Alzheimer’s Disease (AD)

-Accumulation of senile plaques, formations of neurofibrillary tangles, and loss of cortical neurons (especially cholinergic neurons)

-Less Ach leads to AD

-The antidote for any of these is atropine

-Our goal is to restore cholinergic transmissions.

-Treatment is only palliative.

1. Drugs/Treatment

   1. AchE inhibitors (Doneprezil and rivastigmine)

      1. Preserves Ach in the CNS to improve cognitive function.

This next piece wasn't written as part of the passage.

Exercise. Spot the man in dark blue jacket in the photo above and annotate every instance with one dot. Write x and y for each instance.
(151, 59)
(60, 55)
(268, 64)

      2. Rivastigmine is the only one approved with dementia associated with PD. It has little drug interactions, and is the only drug of its type available in a transdermal formulation.

      3. Adverse Reactions are cholinergic activity throughout the body.

   2. NMDA Receptor Antagonist (Memantine)

      1. Blocks glutamate signaling. This blocks calcium influx, which may cause cell death and toxic effects to the neurons. This gives Memantine a neuroprotective effect

      2. Supplements AchE therapy, and is well tolerated.

Multiple Sclerosis

-A demyelinating disease of the CNS. Very variable in it’s effects.

-To fix this, we manipulate the immune response to stop the demyelination of the neurons.

-Remember Teriflunomide; it reduces the lymphocytes count in the CNS. Avoid in pregnancy, can cause elevated liver enzymes

-Remember Interferons; they reduce inflammation

-Glatiramer acts as a decoy for T cell attack to save the myelin

-Fingolimod reduces lymphocyte migration into the CNS.

Amyotrophic Lateral Sclerosis (ALS, or Lou Gehrig Disease)

-Destruction of motor neurons, resulting in no movement

-Drug to remember is Riluzole. It’s a glutamate modulator. Blocks sodium channels and inhibits glutamate release. Edaravone is a free radical scavanger that MIGHT slow ALS.